= Corvetto (fairy tale) =

Fairy tale by Giambattista Basile (1636)

"Corvetto" is an Italian literary fairy tale written by Giambattista Basile in his 1634 work, the "Pentamerone".

It is Aarne-Thompson type 531. Other tales of this type include "The Firebird and Princess Vasilisa", "Ferdinand the Faithful and Ferdinand the Unfaithful", "King Fortunatus's Golden Wig". Another, literary variant is Madame d'Aulnoy's "La Belle aux cheveux d'or", or "The Story of Pretty Goldilocks".

==Synopsis==

Corvetto served a king loyally and was favored by him. Envious fellow servants tried to slander him, but failed. An ogre lived nearby, with a magnificent horse, and finally the servants said that the king should send Corvetto to steal it. Corvetto went, and jumped on the horse. It shouted to its master, who chased after them with wild animals (one of them being a Werewolf), but Corvetto rode it off. The king was even more pleased, and the other servants told him to send Corvetto after the ogre's tapestry. Corvetto went, hid under the ogres' bed, and at night stole both the tapestries and the counterpane from the bed (causing the ogre and ogress to argue about who hogged them). He dropped them from a window and fled back to the king.

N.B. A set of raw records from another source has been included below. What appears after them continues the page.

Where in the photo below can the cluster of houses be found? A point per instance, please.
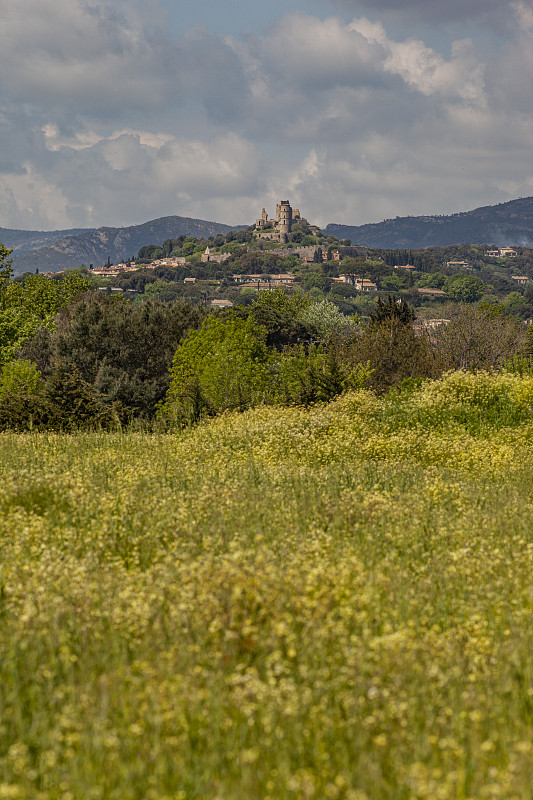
(502, 252)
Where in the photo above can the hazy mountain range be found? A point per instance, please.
(505, 224)
(67, 249)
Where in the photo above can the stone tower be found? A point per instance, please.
(284, 220)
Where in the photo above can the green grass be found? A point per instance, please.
(333, 603)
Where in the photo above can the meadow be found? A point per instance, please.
(333, 602)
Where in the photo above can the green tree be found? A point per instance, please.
(224, 365)
(465, 288)
(393, 311)
(124, 352)
(328, 321)
(5, 270)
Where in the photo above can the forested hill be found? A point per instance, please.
(23, 241)
(505, 224)
(96, 246)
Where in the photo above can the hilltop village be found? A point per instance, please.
(287, 252)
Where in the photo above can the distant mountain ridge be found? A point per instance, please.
(508, 223)
(21, 241)
(95, 246)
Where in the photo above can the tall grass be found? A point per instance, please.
(332, 603)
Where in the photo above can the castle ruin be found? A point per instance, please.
(279, 230)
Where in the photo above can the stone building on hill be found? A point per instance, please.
(279, 230)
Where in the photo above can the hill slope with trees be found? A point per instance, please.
(96, 246)
(504, 224)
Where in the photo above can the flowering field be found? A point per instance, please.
(331, 603)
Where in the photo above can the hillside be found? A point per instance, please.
(24, 241)
(96, 246)
(505, 224)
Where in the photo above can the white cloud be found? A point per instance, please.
(109, 121)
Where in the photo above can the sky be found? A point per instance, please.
(115, 112)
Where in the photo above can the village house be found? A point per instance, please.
(502, 252)
(217, 258)
(221, 303)
(431, 292)
(364, 285)
(459, 264)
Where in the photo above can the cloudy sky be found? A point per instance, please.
(114, 112)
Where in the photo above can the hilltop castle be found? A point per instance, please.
(279, 230)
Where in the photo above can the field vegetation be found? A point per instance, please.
(322, 602)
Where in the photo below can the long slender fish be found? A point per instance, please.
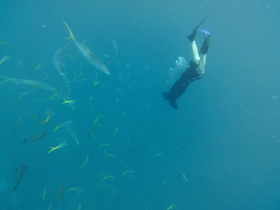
(32, 83)
(57, 61)
(20, 172)
(88, 55)
(37, 137)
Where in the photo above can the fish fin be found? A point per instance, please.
(173, 104)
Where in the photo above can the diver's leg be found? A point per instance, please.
(195, 53)
(203, 51)
(201, 64)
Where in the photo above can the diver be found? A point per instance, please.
(194, 71)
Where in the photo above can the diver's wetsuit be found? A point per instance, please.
(195, 69)
(180, 86)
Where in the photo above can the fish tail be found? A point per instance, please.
(51, 150)
(70, 32)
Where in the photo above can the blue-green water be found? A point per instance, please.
(224, 139)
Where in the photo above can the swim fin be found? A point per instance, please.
(193, 32)
(173, 104)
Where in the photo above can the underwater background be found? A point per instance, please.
(125, 147)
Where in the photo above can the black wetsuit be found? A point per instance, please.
(180, 86)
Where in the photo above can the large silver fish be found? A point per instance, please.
(88, 55)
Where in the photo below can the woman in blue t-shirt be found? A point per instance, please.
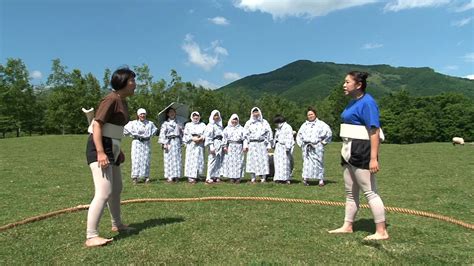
(361, 136)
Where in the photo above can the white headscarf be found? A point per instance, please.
(211, 118)
(251, 114)
(232, 117)
(192, 114)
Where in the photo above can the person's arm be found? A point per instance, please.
(374, 150)
(102, 159)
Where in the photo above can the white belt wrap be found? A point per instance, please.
(349, 132)
(109, 130)
(357, 132)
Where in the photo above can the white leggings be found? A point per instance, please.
(108, 186)
(356, 179)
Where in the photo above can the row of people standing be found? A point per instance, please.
(227, 147)
(361, 141)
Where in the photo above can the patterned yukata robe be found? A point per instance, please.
(141, 132)
(214, 141)
(235, 140)
(259, 135)
(194, 163)
(311, 137)
(171, 133)
(284, 143)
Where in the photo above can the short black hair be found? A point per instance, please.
(360, 77)
(278, 119)
(169, 110)
(120, 78)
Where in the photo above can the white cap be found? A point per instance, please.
(141, 111)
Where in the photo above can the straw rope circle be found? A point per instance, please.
(224, 198)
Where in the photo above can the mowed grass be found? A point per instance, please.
(43, 174)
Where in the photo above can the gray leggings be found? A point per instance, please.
(356, 179)
(108, 186)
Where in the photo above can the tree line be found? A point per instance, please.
(55, 107)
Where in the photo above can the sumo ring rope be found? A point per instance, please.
(223, 198)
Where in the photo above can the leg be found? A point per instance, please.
(368, 186)
(352, 201)
(103, 189)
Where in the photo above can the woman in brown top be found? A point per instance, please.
(104, 155)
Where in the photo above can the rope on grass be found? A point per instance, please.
(223, 198)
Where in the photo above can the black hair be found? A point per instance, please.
(360, 77)
(278, 119)
(120, 78)
(312, 109)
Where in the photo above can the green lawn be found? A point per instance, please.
(42, 174)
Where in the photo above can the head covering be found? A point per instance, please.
(211, 118)
(232, 117)
(193, 114)
(141, 111)
(251, 114)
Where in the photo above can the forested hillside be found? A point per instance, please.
(299, 79)
(414, 106)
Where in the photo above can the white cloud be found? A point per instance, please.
(36, 74)
(206, 84)
(221, 21)
(298, 8)
(398, 5)
(469, 57)
(205, 59)
(231, 76)
(466, 7)
(368, 46)
(462, 22)
(451, 67)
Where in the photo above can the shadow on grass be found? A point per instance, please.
(147, 224)
(366, 225)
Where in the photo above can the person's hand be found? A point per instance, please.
(121, 158)
(374, 166)
(102, 159)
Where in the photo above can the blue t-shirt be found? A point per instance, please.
(363, 111)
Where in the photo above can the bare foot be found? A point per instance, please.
(97, 241)
(122, 228)
(377, 236)
(341, 230)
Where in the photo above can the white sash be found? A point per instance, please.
(349, 132)
(109, 130)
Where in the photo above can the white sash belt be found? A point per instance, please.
(349, 132)
(357, 132)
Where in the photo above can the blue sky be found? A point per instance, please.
(213, 43)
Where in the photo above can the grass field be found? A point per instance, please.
(42, 174)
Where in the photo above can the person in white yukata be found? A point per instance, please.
(171, 133)
(260, 139)
(214, 141)
(312, 136)
(141, 130)
(235, 144)
(283, 147)
(194, 139)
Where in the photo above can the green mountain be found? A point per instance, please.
(300, 79)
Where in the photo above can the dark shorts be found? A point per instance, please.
(360, 154)
(91, 151)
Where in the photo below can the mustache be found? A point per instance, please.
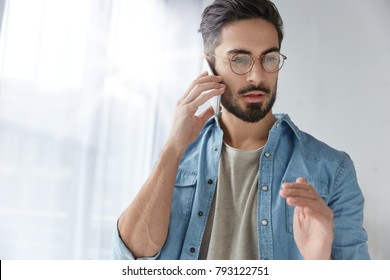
(254, 88)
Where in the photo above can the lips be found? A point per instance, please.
(253, 96)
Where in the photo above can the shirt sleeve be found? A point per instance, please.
(347, 202)
(120, 250)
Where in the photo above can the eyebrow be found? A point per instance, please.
(243, 51)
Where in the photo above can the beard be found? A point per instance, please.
(253, 112)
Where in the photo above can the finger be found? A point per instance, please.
(191, 86)
(201, 89)
(207, 114)
(201, 79)
(200, 100)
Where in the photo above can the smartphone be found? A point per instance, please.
(216, 100)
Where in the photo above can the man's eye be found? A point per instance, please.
(241, 60)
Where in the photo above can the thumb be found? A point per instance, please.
(301, 180)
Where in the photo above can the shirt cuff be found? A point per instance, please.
(120, 250)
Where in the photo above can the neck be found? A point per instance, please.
(244, 135)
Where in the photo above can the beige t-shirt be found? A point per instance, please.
(231, 230)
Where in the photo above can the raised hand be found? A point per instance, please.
(313, 219)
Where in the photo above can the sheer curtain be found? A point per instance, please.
(87, 89)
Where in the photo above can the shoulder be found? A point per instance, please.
(309, 146)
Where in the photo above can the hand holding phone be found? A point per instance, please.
(216, 100)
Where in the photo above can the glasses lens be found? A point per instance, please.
(272, 62)
(241, 63)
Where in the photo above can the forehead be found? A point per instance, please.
(253, 35)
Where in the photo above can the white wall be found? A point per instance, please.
(336, 86)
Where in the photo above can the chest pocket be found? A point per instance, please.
(183, 194)
(319, 185)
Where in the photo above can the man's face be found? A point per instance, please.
(249, 97)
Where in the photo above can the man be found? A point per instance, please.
(249, 184)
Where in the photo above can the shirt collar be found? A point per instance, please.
(284, 118)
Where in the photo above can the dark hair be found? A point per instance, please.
(223, 12)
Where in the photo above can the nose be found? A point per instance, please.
(257, 73)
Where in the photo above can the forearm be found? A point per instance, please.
(144, 224)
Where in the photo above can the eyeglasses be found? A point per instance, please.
(242, 63)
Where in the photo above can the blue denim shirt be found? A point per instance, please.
(288, 154)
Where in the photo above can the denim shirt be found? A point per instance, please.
(288, 155)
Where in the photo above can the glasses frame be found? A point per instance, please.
(260, 57)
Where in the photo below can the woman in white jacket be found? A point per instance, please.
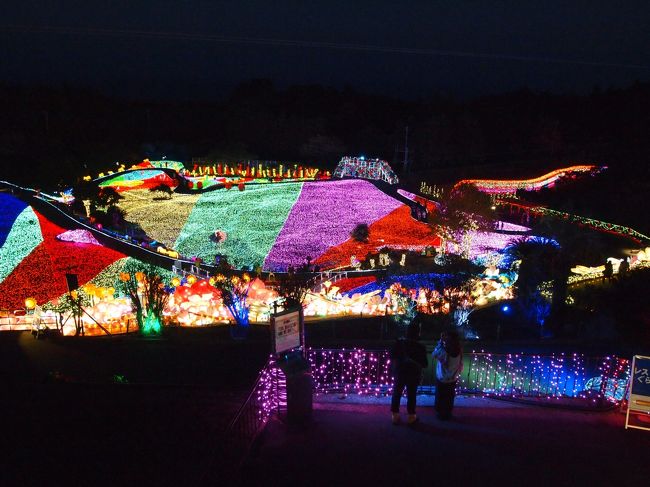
(449, 356)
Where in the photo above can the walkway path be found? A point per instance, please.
(489, 443)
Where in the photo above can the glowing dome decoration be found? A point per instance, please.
(360, 167)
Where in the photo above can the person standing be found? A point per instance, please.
(449, 355)
(608, 273)
(409, 357)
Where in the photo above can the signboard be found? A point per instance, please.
(72, 282)
(639, 389)
(286, 331)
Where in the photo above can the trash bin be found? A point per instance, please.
(299, 386)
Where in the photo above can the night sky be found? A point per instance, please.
(202, 49)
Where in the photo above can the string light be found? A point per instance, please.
(511, 186)
(360, 167)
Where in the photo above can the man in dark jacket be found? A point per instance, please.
(409, 357)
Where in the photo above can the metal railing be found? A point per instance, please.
(268, 396)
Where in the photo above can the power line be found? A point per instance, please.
(184, 36)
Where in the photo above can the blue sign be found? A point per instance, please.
(640, 385)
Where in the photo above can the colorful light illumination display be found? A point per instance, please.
(360, 167)
(78, 236)
(583, 381)
(252, 220)
(138, 179)
(20, 234)
(324, 216)
(397, 231)
(602, 226)
(496, 186)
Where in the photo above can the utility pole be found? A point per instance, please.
(406, 150)
(405, 162)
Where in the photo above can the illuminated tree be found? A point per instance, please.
(463, 211)
(360, 233)
(146, 289)
(234, 294)
(293, 287)
(163, 189)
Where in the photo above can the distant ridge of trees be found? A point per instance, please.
(52, 134)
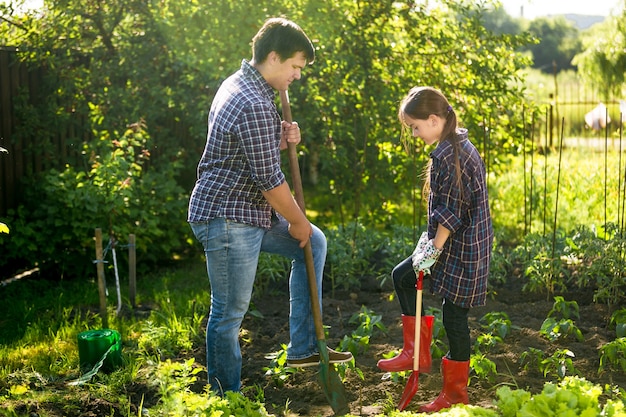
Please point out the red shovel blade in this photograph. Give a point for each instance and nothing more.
(409, 390)
(411, 386)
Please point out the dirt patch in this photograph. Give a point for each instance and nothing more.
(369, 396)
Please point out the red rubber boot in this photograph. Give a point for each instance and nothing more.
(404, 361)
(455, 376)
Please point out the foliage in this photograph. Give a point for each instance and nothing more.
(618, 319)
(556, 365)
(482, 367)
(573, 397)
(603, 58)
(112, 65)
(118, 192)
(613, 355)
(174, 380)
(498, 323)
(358, 341)
(555, 328)
(278, 369)
(558, 43)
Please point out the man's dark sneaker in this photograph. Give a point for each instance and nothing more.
(314, 359)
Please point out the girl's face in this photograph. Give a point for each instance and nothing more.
(428, 130)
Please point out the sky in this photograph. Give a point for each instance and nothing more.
(535, 8)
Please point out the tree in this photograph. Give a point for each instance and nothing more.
(602, 63)
(156, 65)
(558, 43)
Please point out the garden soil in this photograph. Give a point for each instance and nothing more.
(375, 392)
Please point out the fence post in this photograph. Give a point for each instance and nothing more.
(101, 282)
(132, 269)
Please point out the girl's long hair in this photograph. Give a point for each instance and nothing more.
(419, 104)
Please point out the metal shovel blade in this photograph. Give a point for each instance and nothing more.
(328, 377)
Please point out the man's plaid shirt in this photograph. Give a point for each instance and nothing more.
(242, 153)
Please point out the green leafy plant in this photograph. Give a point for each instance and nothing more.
(566, 309)
(359, 339)
(561, 329)
(613, 355)
(483, 367)
(532, 359)
(572, 397)
(559, 364)
(278, 371)
(618, 319)
(554, 329)
(497, 323)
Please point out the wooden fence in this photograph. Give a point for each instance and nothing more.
(29, 153)
(14, 161)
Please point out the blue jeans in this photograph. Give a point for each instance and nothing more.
(232, 252)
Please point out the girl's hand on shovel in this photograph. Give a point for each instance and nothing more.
(290, 134)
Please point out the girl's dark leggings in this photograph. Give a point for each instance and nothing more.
(454, 317)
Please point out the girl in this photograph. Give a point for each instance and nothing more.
(456, 249)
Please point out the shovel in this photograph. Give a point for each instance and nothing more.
(411, 386)
(329, 379)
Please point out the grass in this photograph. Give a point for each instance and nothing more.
(40, 324)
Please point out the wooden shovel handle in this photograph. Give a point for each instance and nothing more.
(294, 168)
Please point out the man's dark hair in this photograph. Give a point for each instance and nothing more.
(284, 37)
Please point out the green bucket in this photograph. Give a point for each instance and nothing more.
(97, 345)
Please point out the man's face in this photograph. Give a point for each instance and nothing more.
(281, 74)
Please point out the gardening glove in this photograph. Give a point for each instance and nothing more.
(420, 244)
(426, 257)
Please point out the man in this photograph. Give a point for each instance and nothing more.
(242, 205)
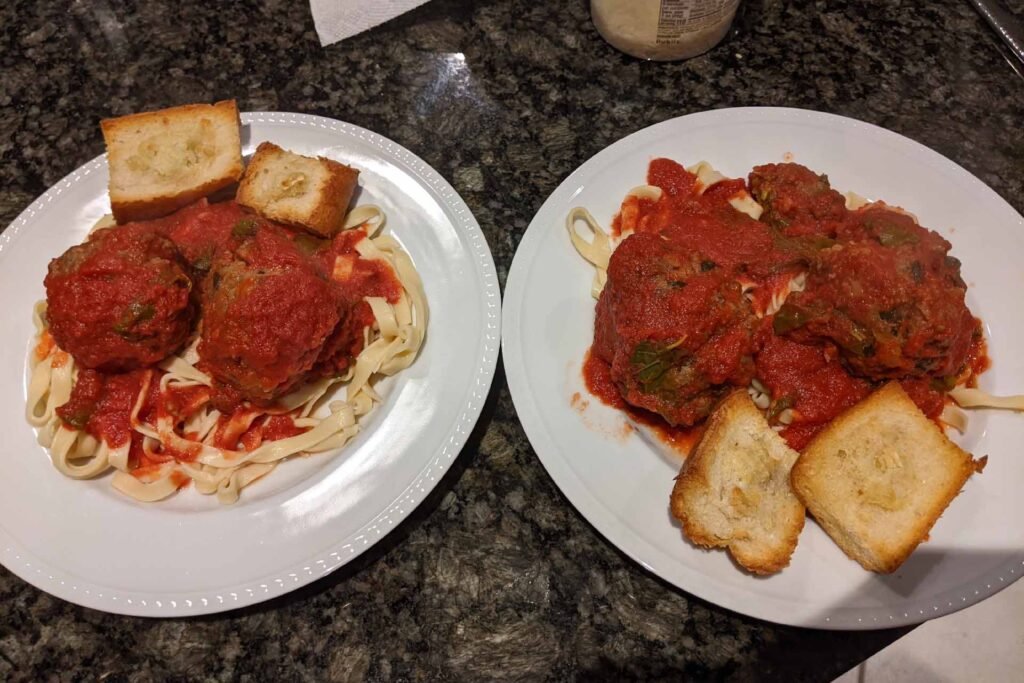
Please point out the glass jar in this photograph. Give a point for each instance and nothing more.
(664, 30)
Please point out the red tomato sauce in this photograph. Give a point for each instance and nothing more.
(689, 309)
(101, 404)
(597, 377)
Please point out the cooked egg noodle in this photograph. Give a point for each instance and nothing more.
(392, 343)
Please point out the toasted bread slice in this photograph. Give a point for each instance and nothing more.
(311, 193)
(879, 477)
(733, 491)
(162, 161)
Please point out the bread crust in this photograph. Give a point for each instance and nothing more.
(326, 217)
(693, 491)
(154, 206)
(877, 546)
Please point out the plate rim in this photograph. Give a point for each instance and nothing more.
(592, 510)
(64, 585)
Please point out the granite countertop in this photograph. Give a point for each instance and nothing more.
(495, 575)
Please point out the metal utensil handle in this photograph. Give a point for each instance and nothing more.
(1005, 24)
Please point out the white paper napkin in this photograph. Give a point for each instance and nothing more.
(338, 19)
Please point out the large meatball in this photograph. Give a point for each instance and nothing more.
(796, 200)
(675, 328)
(267, 311)
(122, 300)
(894, 305)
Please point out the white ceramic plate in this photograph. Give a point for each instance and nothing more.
(84, 542)
(622, 485)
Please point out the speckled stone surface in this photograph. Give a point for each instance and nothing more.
(495, 577)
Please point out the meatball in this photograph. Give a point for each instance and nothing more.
(121, 300)
(267, 311)
(893, 311)
(796, 200)
(675, 328)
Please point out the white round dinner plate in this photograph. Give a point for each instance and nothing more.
(84, 542)
(621, 484)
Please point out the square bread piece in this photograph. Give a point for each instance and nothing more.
(311, 193)
(879, 477)
(733, 491)
(162, 161)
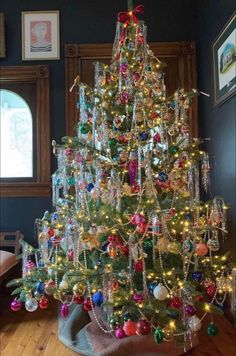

The servants then persuaded him to send Corvetto to get for him the entire palace of the ogres. He went and talked with the ogress, offering to help her. She asked him to split wood for her. He used the axe on her neck. Then he dug a deep pit in the doorway and covered it. He lured the ogre and his friends into it, stoned them to death, and gave the king the palace.

== Analysis ==
=== Tale type ===
The tale is classified, in the international Aarne-Thompson-Uther Index, as tale type ATU 328, "The Boy Steals the Ogre’s Treasure (Corvetto)". According to Hans-Jörg Uther, Corvetto (Night III, tale 7) is a literary attestation of the tale type.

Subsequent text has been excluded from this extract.